皆さんこんにちは。東大セミナーの北川です。私事ではありますが、この度東大セミナー部門から東進部門へ異動となりました。もしかすると以降の記事も、中学生や高校生向けのものが増えるかもしれませんが、今後ともどうぞよろしくお願いいたします。
今回は、大学入試の問題を1つ取り上げ、その魅力や、この1問を通して受験生に身に着けてほしい力を解説して参ります。
目次
今回題材とする問題は2023年度京都大学の理系第6問です。
ちなみに、文系でも三角関数をベースに似たような調子の出題がありましたが、難易度的には雲泥の差があります。文系第3問は発展レベルでよく見る問題に一ひねり加えただけですが、理系第6問は誘導が機能していないばかりか、あまり深くは扱わない内容をベースとしているため、時間内の完答は厳しかったのではないかと想像できます。
ですが、共に三角関数というものの別々の側面を表している、とても面白い問題でした。
早速、解説に入っていきましょう。
まずは、この問題を分析するところから始めていきましょう。
(1) は、知っている公式を駆使すれば解けるはずですから、大したひねりもない問題です。
問題となるのは(2)です。主要予備校の解答速報では、東進と駿台が「難」、河合塾が「やや難」と判断した問題になりますから、京大の問題であることを加味しても、さらに解きにくい問題ということになります。
この問題が難しくなっている要因とは何なのでしょうか? とりあえず解答を書いてみたので、チェックしてみましょう(趣旨を分かりやすくなるため、答案としては必要な部分を幾つか省略しています。答案の最後などは、より丁寧に説明した方が高評価でしょう)。
[解答]
さて、この解答の鍵となる考え方というのは、答案中に命題(*)という形で示されている内容がすべてです。
ですが、「cosnθは、cosθのn次多項式で表すことができる」という事実[1]は、受験生のどれくらいが把握しているのかは疑問なところです。勿論、よく訓練した受験生であるならば、n倍角の公式としてn=2,3の場合などは頻繁に扱い、覚えてしまっているところはあると思います。とはいえ、これが「一般に成り立つ」ということまで把握している受験生は、それほど多くはないでしょう。

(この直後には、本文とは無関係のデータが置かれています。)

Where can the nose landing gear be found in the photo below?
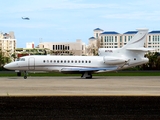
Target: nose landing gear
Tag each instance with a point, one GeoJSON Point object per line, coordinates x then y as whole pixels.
{"type": "Point", "coordinates": [25, 74]}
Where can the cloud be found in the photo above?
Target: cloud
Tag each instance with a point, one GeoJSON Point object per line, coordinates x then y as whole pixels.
{"type": "Point", "coordinates": [151, 16]}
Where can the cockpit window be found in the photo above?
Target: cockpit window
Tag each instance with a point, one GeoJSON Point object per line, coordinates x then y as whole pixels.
{"type": "Point", "coordinates": [22, 59]}
{"type": "Point", "coordinates": [17, 59]}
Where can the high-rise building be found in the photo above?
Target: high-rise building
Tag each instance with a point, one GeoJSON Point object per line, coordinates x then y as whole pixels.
{"type": "Point", "coordinates": [7, 44]}
{"type": "Point", "coordinates": [112, 39]}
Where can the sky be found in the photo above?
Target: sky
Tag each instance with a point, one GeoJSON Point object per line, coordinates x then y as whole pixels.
{"type": "Point", "coordinates": [69, 20]}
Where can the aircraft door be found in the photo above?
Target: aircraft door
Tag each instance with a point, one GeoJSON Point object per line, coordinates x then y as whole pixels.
{"type": "Point", "coordinates": [31, 63]}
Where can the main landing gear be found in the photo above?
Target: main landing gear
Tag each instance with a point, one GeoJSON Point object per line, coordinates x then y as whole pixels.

しかも、知らない状況でこれを作り出すのも難しいところです。
いろいろな方針を試すうちに、結局時間が経っていく……ということになりかねません。
しかし、知ってさえいれば話は別です。先の事実を知っていれば、cosnθをcosθに分解していじることを真っ先に考えられます。無論、そこから最高次の係数に着目して矛盾を導くことができるかは別問題ですが、少なくとも入口に立つことはできます。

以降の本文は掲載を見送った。